As I typed that last paragraph, I realized how silly of an "ah-ha" moment that truly sounds because we're already doing these things. So why not just cut out the tracking?
How I envision it
Say we run a site about raising Angora rabbits. We need advertisers to keep our site up and running, so we need to figure out what our markets are.
- Rabbits need to eat. Market - Rabbit food
- Rabbits need shelter. Market - Rabbit hutches
- Did you know that some people shear Angora rabbits and spin their fur into yarn? Markets - Needles, tools to spin wool, etc.
Now we go to those companies and convince them that our website is a perfect place to advertise their products. We run non-intrusive ads that contain text, a small image and a link at a fair price and the money goes straight into our pockets.

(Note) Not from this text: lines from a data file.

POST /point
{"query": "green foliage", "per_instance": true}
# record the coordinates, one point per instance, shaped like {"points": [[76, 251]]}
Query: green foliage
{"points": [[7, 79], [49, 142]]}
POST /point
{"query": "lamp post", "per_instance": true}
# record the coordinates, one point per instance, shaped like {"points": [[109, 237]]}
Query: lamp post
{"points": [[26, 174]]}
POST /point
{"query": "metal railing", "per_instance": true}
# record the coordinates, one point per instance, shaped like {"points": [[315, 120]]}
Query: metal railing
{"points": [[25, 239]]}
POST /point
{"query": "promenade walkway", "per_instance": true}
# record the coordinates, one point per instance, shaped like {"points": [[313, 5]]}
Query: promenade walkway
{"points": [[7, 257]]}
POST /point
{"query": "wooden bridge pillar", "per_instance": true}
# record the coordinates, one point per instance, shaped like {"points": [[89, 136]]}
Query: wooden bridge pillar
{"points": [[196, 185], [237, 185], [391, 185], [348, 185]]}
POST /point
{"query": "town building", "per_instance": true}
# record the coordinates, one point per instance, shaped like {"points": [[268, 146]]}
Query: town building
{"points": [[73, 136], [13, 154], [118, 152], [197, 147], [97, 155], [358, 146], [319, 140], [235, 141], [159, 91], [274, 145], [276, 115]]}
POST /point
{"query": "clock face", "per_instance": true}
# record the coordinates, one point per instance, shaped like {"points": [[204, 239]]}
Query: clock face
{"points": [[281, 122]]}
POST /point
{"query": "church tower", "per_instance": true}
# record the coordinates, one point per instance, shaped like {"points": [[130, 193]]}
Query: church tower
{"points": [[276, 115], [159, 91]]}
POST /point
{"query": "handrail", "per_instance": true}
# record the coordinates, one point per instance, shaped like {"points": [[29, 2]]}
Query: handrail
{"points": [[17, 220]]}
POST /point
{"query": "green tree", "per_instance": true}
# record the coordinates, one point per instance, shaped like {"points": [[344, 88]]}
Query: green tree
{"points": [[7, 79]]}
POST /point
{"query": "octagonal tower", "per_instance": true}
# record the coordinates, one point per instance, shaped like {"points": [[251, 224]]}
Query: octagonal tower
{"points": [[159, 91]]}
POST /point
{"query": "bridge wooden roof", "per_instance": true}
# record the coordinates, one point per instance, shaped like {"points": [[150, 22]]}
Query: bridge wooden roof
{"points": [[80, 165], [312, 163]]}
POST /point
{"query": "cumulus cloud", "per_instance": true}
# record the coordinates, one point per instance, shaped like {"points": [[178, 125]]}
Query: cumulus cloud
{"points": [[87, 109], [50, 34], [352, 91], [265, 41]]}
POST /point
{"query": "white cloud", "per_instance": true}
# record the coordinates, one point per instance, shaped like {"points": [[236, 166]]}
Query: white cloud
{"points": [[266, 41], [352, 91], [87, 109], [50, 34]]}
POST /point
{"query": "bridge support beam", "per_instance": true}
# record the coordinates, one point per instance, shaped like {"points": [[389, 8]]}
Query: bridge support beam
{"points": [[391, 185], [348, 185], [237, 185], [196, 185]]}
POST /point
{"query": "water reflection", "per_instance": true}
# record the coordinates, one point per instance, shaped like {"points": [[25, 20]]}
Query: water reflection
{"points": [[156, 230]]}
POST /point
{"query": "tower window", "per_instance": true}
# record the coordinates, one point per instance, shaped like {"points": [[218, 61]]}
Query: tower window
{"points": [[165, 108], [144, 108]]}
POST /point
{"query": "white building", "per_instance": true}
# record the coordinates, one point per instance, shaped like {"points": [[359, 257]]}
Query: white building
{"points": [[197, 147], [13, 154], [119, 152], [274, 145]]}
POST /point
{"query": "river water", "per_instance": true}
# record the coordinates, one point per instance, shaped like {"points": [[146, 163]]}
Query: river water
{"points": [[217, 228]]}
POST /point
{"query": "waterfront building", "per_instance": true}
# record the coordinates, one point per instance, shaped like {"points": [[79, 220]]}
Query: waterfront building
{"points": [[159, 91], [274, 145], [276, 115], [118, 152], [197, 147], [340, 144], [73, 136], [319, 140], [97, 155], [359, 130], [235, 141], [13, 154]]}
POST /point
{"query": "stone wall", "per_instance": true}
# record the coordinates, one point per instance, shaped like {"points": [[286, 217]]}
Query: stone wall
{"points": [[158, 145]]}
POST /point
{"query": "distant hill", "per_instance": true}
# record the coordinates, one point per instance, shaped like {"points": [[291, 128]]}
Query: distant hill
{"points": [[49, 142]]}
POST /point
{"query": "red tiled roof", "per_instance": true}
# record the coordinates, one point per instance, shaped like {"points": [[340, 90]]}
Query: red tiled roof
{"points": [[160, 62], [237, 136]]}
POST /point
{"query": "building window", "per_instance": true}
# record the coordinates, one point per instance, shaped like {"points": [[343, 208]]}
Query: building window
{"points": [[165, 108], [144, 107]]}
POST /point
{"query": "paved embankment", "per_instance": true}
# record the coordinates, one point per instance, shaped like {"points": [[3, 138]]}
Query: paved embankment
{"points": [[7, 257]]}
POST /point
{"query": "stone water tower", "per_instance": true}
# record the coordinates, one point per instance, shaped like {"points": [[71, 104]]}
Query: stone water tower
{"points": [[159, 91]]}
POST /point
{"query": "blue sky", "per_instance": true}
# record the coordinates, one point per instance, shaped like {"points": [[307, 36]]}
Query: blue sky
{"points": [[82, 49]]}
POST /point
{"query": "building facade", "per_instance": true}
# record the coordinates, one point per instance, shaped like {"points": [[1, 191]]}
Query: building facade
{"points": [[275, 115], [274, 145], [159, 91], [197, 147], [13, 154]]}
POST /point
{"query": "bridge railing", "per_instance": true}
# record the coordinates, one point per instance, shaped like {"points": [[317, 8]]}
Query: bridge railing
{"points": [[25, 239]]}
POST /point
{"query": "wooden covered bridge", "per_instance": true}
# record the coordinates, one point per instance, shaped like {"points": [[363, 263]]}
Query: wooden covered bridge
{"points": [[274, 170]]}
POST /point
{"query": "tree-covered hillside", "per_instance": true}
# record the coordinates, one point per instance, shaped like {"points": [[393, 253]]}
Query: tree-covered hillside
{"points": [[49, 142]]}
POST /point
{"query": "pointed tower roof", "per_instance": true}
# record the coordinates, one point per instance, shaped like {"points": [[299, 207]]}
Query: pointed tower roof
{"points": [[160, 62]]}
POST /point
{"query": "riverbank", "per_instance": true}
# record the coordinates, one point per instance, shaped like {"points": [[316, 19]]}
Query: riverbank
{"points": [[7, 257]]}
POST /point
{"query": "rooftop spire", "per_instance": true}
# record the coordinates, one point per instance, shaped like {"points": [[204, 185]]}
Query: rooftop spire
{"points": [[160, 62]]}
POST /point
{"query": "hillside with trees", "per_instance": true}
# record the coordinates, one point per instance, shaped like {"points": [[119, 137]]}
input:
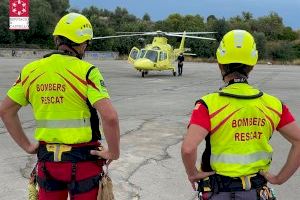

The ads load quickly and doesn't get blocked by Ad Blockers because you are hosting it yourself and not tracking data except for impressions and clicks.
Businesses are happy because you drive traffic and sales to their sites, site visitors are happy because they found the perfect hutch for their new rabbits, and you can sleep at night knowing that you aren't sending your visitors user data over to a warehouse somewhere.
It's already begun
The Ethical Advertising revolution has already begun, but quietly and slowly. Several companies have been working to make Ethical Advertising more normal.
Eric Berry runs CodeFund, an ethical advertising network. They run tech ads on sites that host open-source programming projects. The ads are light-weight, simply targeted, and don't track any extra data than necessary.
David Fischer, the Advertising Director at Read the Docs, has worked to enforce their Ethical Ads guidelines across their site.
Roberto Gallopini who works with Filezilla, has also enforced their Ethical Ads guidelines on their project site.
And at RoutineHub, my own project, I host my own Ethical Ads.
If you're a business, find web sites that are in your market and work with them to get advertisements running there.
If you're an advertising network, be more conscious about how you use user data to target ads.
If you run a website, host the ads from your own server and look for businesses in your market that want to advertise on your site.
If you're an internet denizen, keep using Ad Blockers. Keep up the fight against unnecessary tracking. Keep speaking out against companies and websites that are working against creating a better and safer internet.
I believe in this future strongly, but it will take considerable work and education to get there. Join us. Let's make advertising simpler and more effective without the unnecessary gathering of user data.